N’olur, durum da vaziyet de aynı anlama gelir diye başlığı eleştirmeyin.
Ben size gerçekten durumu ve vaziyetini anlatacağım. Durum şudur: Demokrasi ile yönetilen Türkiye’de, tek başına ve ikinci kez iktidara gelmiş bir siyasi partinin, AKP’nin "láiklik karşıtı hareketlerin odağı haline geldiği" iddiasıyla yargı tarafından kapatılması söz konusudur. Buna ilaveten, "bölücülük hareketinin odağı haline geldiği" için DTP’nin kapatılması da gündemdedir. Parti kapatmak; hele, hele marjinal olmayan, iktidardaki bir kitle partisini kapatmak, demokrasiyle bağdaşmaz.

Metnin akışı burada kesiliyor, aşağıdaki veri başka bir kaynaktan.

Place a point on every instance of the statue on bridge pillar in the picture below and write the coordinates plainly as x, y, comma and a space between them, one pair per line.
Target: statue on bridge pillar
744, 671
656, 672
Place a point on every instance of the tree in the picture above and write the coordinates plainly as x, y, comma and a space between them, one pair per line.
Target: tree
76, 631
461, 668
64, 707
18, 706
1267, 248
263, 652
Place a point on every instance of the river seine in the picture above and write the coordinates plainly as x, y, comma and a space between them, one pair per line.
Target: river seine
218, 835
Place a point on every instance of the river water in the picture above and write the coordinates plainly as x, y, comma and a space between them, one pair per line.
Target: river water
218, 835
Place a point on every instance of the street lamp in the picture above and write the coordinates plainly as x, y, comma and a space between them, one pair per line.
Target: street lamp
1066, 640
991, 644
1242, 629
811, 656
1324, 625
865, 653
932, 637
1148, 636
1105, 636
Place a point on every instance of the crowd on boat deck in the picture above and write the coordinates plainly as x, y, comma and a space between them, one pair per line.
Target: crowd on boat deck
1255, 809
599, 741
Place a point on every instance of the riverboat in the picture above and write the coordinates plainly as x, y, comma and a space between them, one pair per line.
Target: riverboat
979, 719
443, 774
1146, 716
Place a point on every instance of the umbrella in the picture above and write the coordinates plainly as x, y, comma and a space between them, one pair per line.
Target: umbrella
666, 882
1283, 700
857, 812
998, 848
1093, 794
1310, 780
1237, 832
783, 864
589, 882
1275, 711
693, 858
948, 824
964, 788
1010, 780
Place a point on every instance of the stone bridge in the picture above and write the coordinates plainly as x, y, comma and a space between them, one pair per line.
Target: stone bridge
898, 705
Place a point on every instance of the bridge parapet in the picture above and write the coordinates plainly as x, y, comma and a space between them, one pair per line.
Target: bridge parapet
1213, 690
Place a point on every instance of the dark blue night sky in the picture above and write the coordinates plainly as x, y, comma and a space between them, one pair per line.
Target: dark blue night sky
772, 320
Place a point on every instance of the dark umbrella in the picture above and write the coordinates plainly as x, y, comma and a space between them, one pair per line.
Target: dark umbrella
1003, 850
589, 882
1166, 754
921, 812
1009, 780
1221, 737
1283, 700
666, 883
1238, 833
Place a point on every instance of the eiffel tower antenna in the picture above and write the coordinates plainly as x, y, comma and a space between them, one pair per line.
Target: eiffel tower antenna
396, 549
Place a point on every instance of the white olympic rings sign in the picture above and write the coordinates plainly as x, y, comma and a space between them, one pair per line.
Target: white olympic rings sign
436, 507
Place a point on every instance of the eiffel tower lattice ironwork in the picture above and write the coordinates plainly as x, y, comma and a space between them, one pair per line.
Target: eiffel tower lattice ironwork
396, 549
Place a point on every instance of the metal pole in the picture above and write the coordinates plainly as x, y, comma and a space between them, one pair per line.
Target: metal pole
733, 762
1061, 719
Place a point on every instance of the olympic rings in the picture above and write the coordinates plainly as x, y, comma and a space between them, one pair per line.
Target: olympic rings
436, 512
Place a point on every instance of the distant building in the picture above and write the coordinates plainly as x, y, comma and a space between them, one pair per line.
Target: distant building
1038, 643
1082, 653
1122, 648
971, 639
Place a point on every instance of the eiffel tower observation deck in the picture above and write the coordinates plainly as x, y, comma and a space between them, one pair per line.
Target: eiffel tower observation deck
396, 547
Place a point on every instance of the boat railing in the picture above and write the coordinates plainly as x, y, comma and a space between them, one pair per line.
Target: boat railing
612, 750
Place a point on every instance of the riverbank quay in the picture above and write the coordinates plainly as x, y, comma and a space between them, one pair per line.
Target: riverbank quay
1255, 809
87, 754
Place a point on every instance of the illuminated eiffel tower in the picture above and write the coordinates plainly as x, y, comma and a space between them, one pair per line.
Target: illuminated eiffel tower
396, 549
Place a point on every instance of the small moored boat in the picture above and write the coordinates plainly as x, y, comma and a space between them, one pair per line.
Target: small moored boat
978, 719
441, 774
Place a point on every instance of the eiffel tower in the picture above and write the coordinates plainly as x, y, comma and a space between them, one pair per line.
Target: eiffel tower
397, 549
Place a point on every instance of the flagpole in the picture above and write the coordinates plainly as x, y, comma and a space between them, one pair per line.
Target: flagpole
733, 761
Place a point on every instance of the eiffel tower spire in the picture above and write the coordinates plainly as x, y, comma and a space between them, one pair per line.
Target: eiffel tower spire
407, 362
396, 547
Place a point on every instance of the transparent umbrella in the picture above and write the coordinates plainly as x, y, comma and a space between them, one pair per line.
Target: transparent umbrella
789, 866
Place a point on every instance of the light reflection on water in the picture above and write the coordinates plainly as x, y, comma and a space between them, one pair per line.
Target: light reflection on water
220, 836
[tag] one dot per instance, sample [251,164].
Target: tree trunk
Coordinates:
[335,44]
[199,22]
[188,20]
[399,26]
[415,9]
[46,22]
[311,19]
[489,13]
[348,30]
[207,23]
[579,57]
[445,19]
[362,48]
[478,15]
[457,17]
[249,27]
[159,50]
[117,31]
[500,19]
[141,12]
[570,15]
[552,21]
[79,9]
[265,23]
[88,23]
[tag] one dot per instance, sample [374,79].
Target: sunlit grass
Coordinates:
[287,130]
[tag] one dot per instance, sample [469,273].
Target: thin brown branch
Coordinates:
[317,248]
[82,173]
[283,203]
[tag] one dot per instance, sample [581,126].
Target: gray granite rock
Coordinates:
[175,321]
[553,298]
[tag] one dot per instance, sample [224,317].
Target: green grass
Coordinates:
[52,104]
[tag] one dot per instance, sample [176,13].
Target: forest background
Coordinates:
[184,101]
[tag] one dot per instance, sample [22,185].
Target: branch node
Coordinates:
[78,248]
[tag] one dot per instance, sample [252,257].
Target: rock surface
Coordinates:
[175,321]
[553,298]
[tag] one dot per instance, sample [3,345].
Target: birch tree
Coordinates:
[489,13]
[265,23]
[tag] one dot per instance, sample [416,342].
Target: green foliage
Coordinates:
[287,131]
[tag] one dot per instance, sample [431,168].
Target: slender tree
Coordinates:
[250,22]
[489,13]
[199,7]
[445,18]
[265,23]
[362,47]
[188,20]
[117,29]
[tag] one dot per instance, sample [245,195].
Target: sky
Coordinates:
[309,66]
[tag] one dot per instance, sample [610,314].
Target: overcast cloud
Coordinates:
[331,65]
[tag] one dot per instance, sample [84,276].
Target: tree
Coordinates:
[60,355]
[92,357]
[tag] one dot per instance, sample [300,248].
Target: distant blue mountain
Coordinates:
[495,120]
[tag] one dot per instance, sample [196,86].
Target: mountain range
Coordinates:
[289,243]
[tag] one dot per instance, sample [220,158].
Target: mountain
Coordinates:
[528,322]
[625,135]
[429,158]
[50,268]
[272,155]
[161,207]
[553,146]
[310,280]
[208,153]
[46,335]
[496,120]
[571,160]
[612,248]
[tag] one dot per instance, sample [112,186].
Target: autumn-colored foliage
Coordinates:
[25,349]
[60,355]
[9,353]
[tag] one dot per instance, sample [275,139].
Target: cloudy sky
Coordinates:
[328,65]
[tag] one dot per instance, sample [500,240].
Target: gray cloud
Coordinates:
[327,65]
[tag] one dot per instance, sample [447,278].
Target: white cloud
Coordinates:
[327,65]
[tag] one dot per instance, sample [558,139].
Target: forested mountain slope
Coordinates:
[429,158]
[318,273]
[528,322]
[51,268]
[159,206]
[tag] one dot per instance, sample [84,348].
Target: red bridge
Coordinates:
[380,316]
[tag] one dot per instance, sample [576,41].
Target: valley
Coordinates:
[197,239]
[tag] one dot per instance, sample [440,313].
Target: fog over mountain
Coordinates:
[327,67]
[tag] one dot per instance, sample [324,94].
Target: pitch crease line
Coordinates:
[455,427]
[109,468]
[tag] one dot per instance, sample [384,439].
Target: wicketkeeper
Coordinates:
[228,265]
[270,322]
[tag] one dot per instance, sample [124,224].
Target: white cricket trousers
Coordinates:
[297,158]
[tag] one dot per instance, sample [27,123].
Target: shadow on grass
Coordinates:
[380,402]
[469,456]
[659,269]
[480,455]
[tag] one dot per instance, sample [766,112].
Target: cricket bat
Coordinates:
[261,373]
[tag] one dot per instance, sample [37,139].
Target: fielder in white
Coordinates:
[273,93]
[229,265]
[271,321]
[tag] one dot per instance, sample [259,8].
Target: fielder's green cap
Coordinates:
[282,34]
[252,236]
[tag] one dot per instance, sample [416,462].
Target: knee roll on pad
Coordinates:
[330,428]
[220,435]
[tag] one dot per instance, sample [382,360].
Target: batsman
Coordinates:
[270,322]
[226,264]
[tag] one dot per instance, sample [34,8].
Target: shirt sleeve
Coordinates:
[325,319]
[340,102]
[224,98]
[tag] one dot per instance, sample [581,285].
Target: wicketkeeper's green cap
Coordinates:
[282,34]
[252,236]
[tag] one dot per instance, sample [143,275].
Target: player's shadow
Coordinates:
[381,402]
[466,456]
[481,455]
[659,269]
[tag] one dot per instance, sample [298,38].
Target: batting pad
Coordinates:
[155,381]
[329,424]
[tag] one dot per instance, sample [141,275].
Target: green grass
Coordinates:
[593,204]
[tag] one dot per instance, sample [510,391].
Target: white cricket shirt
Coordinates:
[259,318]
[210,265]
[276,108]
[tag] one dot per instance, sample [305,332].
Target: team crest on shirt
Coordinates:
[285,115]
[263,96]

Nokta.
* * *
Vaziyet ise şudur: Birinci Cihan Harbinde yenilen ve parçalanan Osmanlı devletinin külleri üzerine yeni Türkiye Cumhuriyetini kuranların bir ülküsü vardı. "Çağdaş uygarlık düzeyine ulaşmış" bir Türk devleti inşa etmek. Kurucu babalar, yeniden inşa etmeye giriştikleri bu devletin "toplumsal DNA’sında" iki kötü gen bulunduğu kanısındaydılar. Bunlardan birincisi "gericilik", diğeri de "bölücülük" idi. Millet kelimesi Osmanlıcada "aynı dine mensup olanlar" anlamına geliyordu. Yani millet kendini "Müslüman" olarak tanımlıyordu. Doğal olarak toplum düzeninin mürşidi de İslam’dı. Hálbuki kurucular, dini irşatla çağdaş olunamayacağına inanıyor ve "en hakiki mürşit ilimdir" diyordu. Dolayısıyla yeni devletin "lá-dini" yani laik olması şarttı. İkinci bir sorun da, 12 milyonluk genç Türkiye’nin nüfusunun yarıya yakınının Balkan ve Kafkas göçmeni olması ve Doğu ve Güneydoğu Anadolu’daki Ermenilerin tehcirinden sonra Kürtlerin bu gölgede yer yer çoğunluk haline gelmiş olmasıydı. Bu farklı etnik kavimleri birleştiren ortak payda Müslümanlıktı. Yeni devlet, laik olacağı için bu ortak payda geçersizdi. Millete yeni bir ortak kimlik gerekiyordu. Bu da Türklük olacaktı. Bu sebeple, "Ne mutlu Türküm diyene" icat edildi.
* * *
Ülke demokratikleştikçe, hem "gericilik" hem de "bölücülük" kendiliğinden serpilmiştir. Çünkü bu "iki gen" toplumun DNA’sında vardır. İktidara gelmek isteyen bir siyasi partinin, kendine oy getirecek konuları istismar etmemesi mümkün değildir. Bizatihi demokrasi zaten budur. Aksini istemek, yerin altındaki suyu arayan adama "kuyu kazmak yasak" demek gibi bir şeydir. Su geldikçe adam, daha fazla su gelsin diye kuyuyu derinleştirecektir. Ne AKP ne de eğer kapatılırsa onun türevi olacak siyasi parti, dini istismar etmekten vazgeçemez. AKP’nin babası da dedesi de bunu yapmıştır. Hakeza Kürtlerin oyunu almak isteyen her siyasi hareket de bölücülükten, yani nihai hedefimiz bir "Kürt Devleti" kurmaktır, söyleminden vazgeçemez. Babaları da böyle davranmıştı zaten.
* * *
Gelelim Avrupa Birliğine ve Amerika’ya. Onların Türkiye’ye değişmeyen bakışı, "böl ve yönettir". Çünkü bu, onların hem çıkarınadır, hem de "her halk, kendi kendini yönetme hakkına sahiptir" inançlarına uygundur. Türkiye’nin laik olmasından, Batı hoşlanır. Ama bu şart değildir. Önemli olan Türkiye’nin söz dinlemesidir. Bu son olaylar AKP’yi veya türevini, iktidardan indiremez. Ama daha láik davranmaya itebilir. Bu iyi haberdir. Kötü haber, bölücülüğün kuvveden fiile çıkma ihtimalinin artmasıdır.
Son Söz: Bir kütleyi, iki kuvvet etkiliyorsa, hareket bileşke yönünde olur.